Submitted to: U.S. FDA Public Master File No. 5590
Publication Type: Popular Publication
Publication Acceptance Date: May 15, 1996
Publication Date: N/A
Interpretive Summary: Copper sulfate is used as a disease treatment in fish production. The U.S. Food and Drug Administration does not recognize copper sulfate as an approved chemical for this purpose therefore it is unlawful for fish producers to use copper sulfate. Part of the concerns expressed by FDA relate to the possibility that exposure to copper sulfate might result in high concentrations of copper (a heavy metal) accumulating in the edible portions of the fish. This study was to gather information about the potential human danger associated with consumption of fish that had been exposed to copper sulfate. Channel catfish were exposed to waterborne copper sulfate and then tissue samples were examined for copper content. There were no changes in copper concentrations in any fish exposed to many time the normal dosage of copper sulfate. This means that there is no hazard to human consumers of catfish exposed to copper sulfate.

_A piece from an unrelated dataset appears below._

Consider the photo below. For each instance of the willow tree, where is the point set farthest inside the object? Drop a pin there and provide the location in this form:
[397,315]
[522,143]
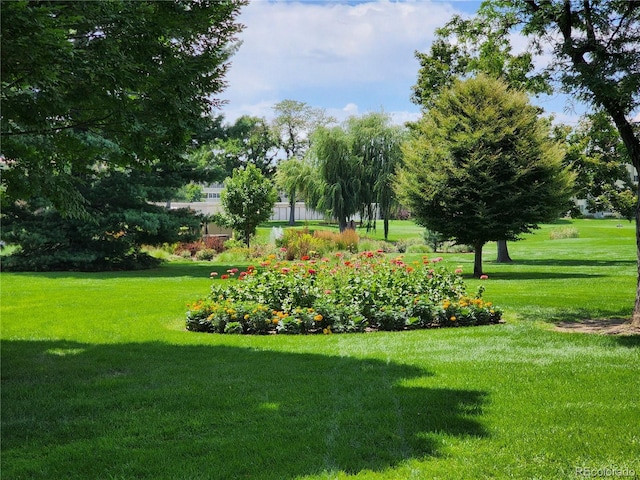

Technical Abstract: Channel catfish were exposed ato 1.7, 2.7, or 3.6 mg/L of waterborne copper sulfate for a period of 10 weeks. Before, during, and after exposure samples of axial muscle and liver were collected and analysed by graphite furnace atomic absorption spectrometry for copper content. Continuous exposure of channel catfish to waterborne copper sulfate did not result in uptake and retention of copper in edible muscle. No dose or gender related tendencies were observed. Significant dose and gender related accumulation of copper in liver tissue was observed. Greatest dose and gender related effects were in males in the highest exposure group. Copper concentrations in livers of unexposed catfish did not change during the study. Copper concentrations in all exposed groups returned to normal 6 to 8 weeks after exposure was discontinued. Exposure of channel catfish to copper sulfate should pose no hazard to the human consumer.